Why Startups Are Like Mashed Potatoes
Those of us who love mashed potatoes (and as this blog's author, I of course do :)) have inevitably had both good and bad batches of the glorious puffy starch. The common theme, though, in both the good and bad batches, is the mix of ingredients. Good batches are creamy, light, perfectly seasoned, and, depending on personal preference, may have unique spices, or vegetables mixed in. Bad batches, on the other hand, are usually ruined by too much, or too little, of one or more ingredients.
Now, those reading this may wonder when I'm going to get to the comparison of mashed potatoes to startups. Well, to illustrate my point, have a look at this recent blog post by one of the guys at 37signals, a cool and successful 'semi-startup' that focuses on collaboration and development tools.
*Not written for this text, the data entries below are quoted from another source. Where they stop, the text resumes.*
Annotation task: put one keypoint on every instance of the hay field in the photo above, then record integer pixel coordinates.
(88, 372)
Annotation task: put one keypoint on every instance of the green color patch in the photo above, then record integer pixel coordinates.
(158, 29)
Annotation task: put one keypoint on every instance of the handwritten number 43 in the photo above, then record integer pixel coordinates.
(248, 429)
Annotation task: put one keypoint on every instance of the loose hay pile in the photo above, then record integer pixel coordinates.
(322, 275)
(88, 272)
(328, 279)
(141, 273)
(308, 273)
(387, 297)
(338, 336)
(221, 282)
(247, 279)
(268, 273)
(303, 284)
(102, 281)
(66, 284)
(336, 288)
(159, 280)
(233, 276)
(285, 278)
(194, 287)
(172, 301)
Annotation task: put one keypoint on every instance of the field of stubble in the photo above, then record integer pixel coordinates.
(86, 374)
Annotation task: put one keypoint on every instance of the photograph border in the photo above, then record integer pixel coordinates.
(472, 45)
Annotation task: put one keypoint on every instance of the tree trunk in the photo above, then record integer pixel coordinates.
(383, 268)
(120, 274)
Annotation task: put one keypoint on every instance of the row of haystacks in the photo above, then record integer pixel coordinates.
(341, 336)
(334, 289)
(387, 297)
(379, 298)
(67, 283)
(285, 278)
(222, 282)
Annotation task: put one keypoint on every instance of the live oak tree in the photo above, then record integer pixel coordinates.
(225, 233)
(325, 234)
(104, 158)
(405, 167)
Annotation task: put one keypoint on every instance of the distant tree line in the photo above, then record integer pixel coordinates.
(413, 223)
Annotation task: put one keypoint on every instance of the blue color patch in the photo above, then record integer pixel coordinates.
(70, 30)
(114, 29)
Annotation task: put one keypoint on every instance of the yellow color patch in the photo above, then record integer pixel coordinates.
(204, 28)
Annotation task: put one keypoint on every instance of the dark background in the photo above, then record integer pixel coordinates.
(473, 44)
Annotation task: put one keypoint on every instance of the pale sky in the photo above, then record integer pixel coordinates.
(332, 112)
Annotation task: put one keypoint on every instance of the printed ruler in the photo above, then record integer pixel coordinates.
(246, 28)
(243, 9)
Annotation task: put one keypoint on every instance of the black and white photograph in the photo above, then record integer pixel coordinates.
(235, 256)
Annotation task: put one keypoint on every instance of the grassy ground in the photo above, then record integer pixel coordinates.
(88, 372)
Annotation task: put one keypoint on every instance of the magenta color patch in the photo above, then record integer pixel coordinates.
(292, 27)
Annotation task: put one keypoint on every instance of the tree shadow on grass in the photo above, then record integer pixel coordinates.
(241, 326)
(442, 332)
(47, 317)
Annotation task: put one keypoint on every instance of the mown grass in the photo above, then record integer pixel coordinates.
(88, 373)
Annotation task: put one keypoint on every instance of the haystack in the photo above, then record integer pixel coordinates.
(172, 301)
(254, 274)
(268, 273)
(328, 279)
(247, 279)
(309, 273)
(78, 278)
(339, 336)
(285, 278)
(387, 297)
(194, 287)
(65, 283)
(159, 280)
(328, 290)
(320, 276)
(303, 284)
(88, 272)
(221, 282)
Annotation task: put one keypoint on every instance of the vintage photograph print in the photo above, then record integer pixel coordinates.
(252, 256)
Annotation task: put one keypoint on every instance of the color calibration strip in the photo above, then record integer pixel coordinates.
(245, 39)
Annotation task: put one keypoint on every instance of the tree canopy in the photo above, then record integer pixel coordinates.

The author's point is somehow missed in several of the comments, which lambast him for being 'reverse-ageist,' etc. Thankfully, some of the other comments are from folks who understand what he was trying to get at, which ties into my comparison. Any company (but especially a startup) is vulnerable to 'group think,' and it is beneficial to have a group of people from different background/perspectives when you form a team. The more politically correct among us would call this 'diversity,' but I believe it is much more important than any legally-mandated goal. Companies with too many 'young guns' are doomed to failure because of constantly shifting ideas of what to build, whereas companies with too many 'family folks' are usually too stodgy and conservative.
The best companies, and the best mashed potatoes, have a mix of young, ripe ingredients, combined with 'seasoned' components that provide just the right blend that makes the end product perfect for business, and your palate.